Por Lucas Scatolini – Sexta, 6 de maio de 2022
A escassez de remédios é a nova face da crise brasileira. O drama começou em janeiro, nos hospitais. Em diversos estados, faltam medicamentos – desde os básicos até os de alta complexidade. A rede hospitalar não dispõe de até 134 itens distribuídos pelo ministério da Saúde. Na lista estão, por exemplo, o micofenolato, para prevenir rejeição em transplante de órgãos; a alfaepoetina, que combate anemia; e o ribavirina, empregado contra a hepatite C. Nas últimas semanas, foi a vez das farmácias. Antibióticos infantis estão ausentes, no período de maior incidência de doenças respiratórias nas crianças. Em todas as farmácias consultadas pela reportagem da Folha, em São Paulo, houve relatos de falta de medicamentos usados, por exemplo, para tratar pneumonia, otite e amigdalite. O problema tem sido reportado nos jornais e TVs. Mas eles não falam das causas – estreitamente ligadas ao declínio da indústria farmacêutica no Brasil e à consequente dependência em relação a insumos importados.
A quebra na logística de importação, causada por eventos externos como a guerra na Ucrânia ou o lockdown na China foi o gatilho, afirmam sindicatos de a hospitais. Tornou-se impossível adquirir certas matérias-primas essenciais. Mas por que o Brasil não as produz?
As causas são antigas e estruturais. Após um período de expansão até o final dos anos 1980, a indústria brasileira em geral regrediu, a partir de então.
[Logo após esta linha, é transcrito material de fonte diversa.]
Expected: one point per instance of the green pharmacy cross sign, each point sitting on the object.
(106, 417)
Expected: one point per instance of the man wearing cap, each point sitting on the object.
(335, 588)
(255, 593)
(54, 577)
Entre 1986 e 2020, o peso da produção fabril no PIB despencou de 27,3% para 11,3%, segundo o Instituto de Estudos sobre o Desenvolvimento Industrial (IEDI). Mas no setor farmacêutico o declínio foi ainda mais rápido. À abertura comercial somou-se a introdução da Lei de Patentes (1997), que permitiu o domínio do mercado brasileiro por multinacionais que não pesquisam e preferem importar que produzir no país. O mesmo IEDI relata: o Brasil, que em 1980 produzia 50% dos fármacos de que precisa, viu este percentual reduzir-se a 5% hoje.
Sob o governo Bolsonaro, foram adotadas medidas que ameaçam eternizar o problema. Segundo um levantamento da Repórter Brasil, os investimentos do governo no setor farmacêutico caíram 36%, em 2019. O BNDES foi quem mais cortou: foram aplicados R$ 87,5 milhões em 2019, ante R$ 370 milhões em 2018 – o menor investimento do banco no setor desde 2001. Por isso, crescem os gastos com importação de remédios, vacinas e matéria prima para a produção de medicamentos. Em 2019, a balança comercial do setor atingiu um recorde negativo de US$ 6,9 bilhões. Além de investir menos, o governo reduziu a compra de medicamentos por meio do programa de Parcerias para o Desenvolvimento Produtivo (PDP) – essencial para estimular a alta tecnologia e incentivar a produção nacional de matéria-prima para remédios.
Onde está o problema pode residir também a alternativa. O economista Carlos Gadelha, coordenador do Centro de Estudos Estratégicos (CEE) da Fiocruz, desenvolve há anos a hipótese de um novo padrão de desenvolvimento industrial, em que a Saúde teria papel decisivo. A reindustrialização brasileira, pensa Gadelha, pode ser facilitada se houver decisão política de oferecer à população serviços públicos de excelência.
Um SUS fortalecido e ampliado pode ser, por exemplo, um enorme incentivo a uma indústria de medicamentos, equipamentos e instalações hospitalares, material de diagnóstico e instrumentos. As encomendas de um sistema de Saúde Pública responsável por atender a 210 milhões de pessoas podem produzir um enorme impulso – se houver decisão política de estabelecer produção autônoma e pesquisa no país. Em torno dela surgirão, naturalmente, dezenas de milhares de ocupações, muitas delas de alta qualificação. Por enquanto, o país parece prostrado – e a ausência de dipirona nas farmácias, que obriga idosos a longas peregrinações em busca do remédio, é um retrato de seu retrocesso.